The door, only a couple steps to my left, clicked open and a man from India entered. He set down a leather book bag and sat across from me, also pulling out his phone. We looked at our screens, the piano filling in the conversation-less space.
“Ready?” asked the chiropractor, and he and the man stepped into the small office at the back of the room.
I turned back to my phone, but a thought was pulling at the back of my mind. This was the third chiropractor I had been to in an attempt to relieve some lower back pain. I had jumped feet-first into a long treatment plan with the last chiropractor but, taking the advice of my mother, I was seeking another opinion. What was my response going to be? If he suggested similar treatment, would I switch to him? What was my financial limit?
My phone rested in my hand. I could go back to reading, or I could take a moment and think.
Lately I have noticed my desire to be occupied.

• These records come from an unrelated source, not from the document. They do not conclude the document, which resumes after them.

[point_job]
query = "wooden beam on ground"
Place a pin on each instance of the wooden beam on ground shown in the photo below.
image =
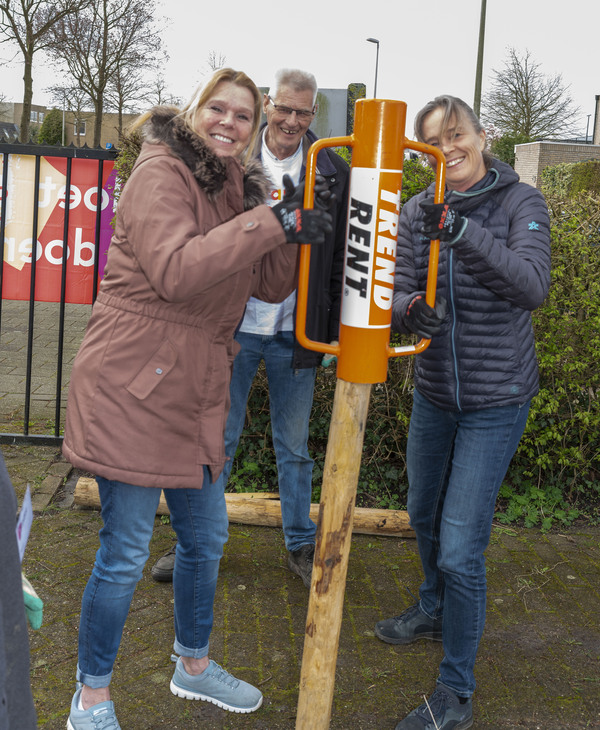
(264, 508)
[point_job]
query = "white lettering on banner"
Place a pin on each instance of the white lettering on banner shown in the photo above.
(22, 252)
(46, 189)
(76, 197)
(79, 246)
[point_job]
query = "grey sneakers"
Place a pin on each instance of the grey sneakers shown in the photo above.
(217, 686)
(99, 717)
(409, 626)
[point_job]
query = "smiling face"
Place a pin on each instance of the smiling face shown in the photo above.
(225, 121)
(285, 131)
(461, 145)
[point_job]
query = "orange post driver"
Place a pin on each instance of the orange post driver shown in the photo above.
(378, 146)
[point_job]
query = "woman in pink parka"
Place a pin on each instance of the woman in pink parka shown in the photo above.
(149, 391)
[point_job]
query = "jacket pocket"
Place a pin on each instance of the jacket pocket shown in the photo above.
(153, 372)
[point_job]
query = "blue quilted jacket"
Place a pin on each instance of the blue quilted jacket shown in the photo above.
(492, 279)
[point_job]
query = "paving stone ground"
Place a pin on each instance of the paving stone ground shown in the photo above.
(538, 666)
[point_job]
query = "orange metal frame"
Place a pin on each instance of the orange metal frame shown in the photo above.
(378, 146)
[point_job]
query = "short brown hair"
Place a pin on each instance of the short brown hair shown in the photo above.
(453, 108)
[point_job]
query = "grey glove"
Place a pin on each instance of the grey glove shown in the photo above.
(424, 320)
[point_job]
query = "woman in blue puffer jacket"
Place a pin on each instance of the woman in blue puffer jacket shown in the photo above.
(473, 385)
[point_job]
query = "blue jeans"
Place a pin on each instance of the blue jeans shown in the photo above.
(290, 401)
(199, 517)
(456, 463)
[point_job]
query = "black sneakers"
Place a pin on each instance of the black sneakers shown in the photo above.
(300, 562)
(162, 570)
(409, 626)
(442, 711)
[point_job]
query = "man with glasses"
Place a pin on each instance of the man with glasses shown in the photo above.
(267, 330)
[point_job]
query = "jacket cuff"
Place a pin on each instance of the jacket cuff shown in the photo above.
(460, 234)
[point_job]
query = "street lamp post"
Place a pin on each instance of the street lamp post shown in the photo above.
(376, 41)
(587, 128)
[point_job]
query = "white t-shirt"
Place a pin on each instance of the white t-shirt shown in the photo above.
(262, 318)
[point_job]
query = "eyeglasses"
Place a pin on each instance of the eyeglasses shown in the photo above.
(285, 111)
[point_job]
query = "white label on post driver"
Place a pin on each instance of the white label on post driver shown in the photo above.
(371, 247)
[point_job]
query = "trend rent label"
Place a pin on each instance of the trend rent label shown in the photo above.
(371, 247)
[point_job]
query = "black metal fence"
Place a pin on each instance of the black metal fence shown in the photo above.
(24, 315)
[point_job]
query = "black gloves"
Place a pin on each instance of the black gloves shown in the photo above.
(299, 224)
(441, 222)
(422, 319)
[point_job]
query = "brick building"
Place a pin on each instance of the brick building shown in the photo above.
(532, 158)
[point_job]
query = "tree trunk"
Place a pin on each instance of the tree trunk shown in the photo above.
(27, 95)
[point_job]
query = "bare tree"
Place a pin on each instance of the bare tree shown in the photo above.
(28, 24)
(76, 101)
(158, 94)
(523, 101)
(215, 60)
(104, 48)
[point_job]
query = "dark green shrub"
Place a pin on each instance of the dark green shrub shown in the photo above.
(555, 475)
(416, 176)
(556, 180)
(503, 148)
(569, 179)
(586, 178)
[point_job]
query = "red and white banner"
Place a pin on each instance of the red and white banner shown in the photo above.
(84, 199)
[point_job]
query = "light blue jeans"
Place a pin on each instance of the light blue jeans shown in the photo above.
(290, 400)
(199, 517)
(456, 462)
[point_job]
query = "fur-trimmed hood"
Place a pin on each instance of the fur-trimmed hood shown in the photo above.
(165, 126)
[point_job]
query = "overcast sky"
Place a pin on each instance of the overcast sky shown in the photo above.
(426, 48)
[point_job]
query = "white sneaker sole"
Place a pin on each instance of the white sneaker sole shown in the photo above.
(189, 695)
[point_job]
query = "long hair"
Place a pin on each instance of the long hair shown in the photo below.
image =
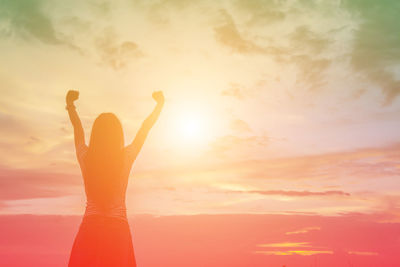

I’m in line at the grocery store and I immediately pull out my phone to read. I’m driving home from work and I immediately turn on music or a podcast. I’m sitting at home and scroll through Instagram, then Facebook, then Twitter, then back to Instagram, then through the iTunes App Store to see if there are any new interesting apps.
When was the last time I just sat? When I just looked around and let myself think?
There are financial things to think about. Stories I want to write and haven’t figured out yet. Verses I read in the Bible this morning, or the pastor’s sermon from last Sunday (if I can even remember it). Friendships or work duties to consider. But instead my mind is occupied with other things, and I never get around to thinking about things that actually matter. Instead I play Angry Birds, or read an article about the demise of Apple since Steve Jobs died.
Are these past times bad? Perhaps not. But if I don’t take advantage of the silent moments, when will I have time to process life?
I slipped the phone into my coat pocket. The piano played and I thought. After a few minutes the door to the back room opened, and the chiropractor waved me in.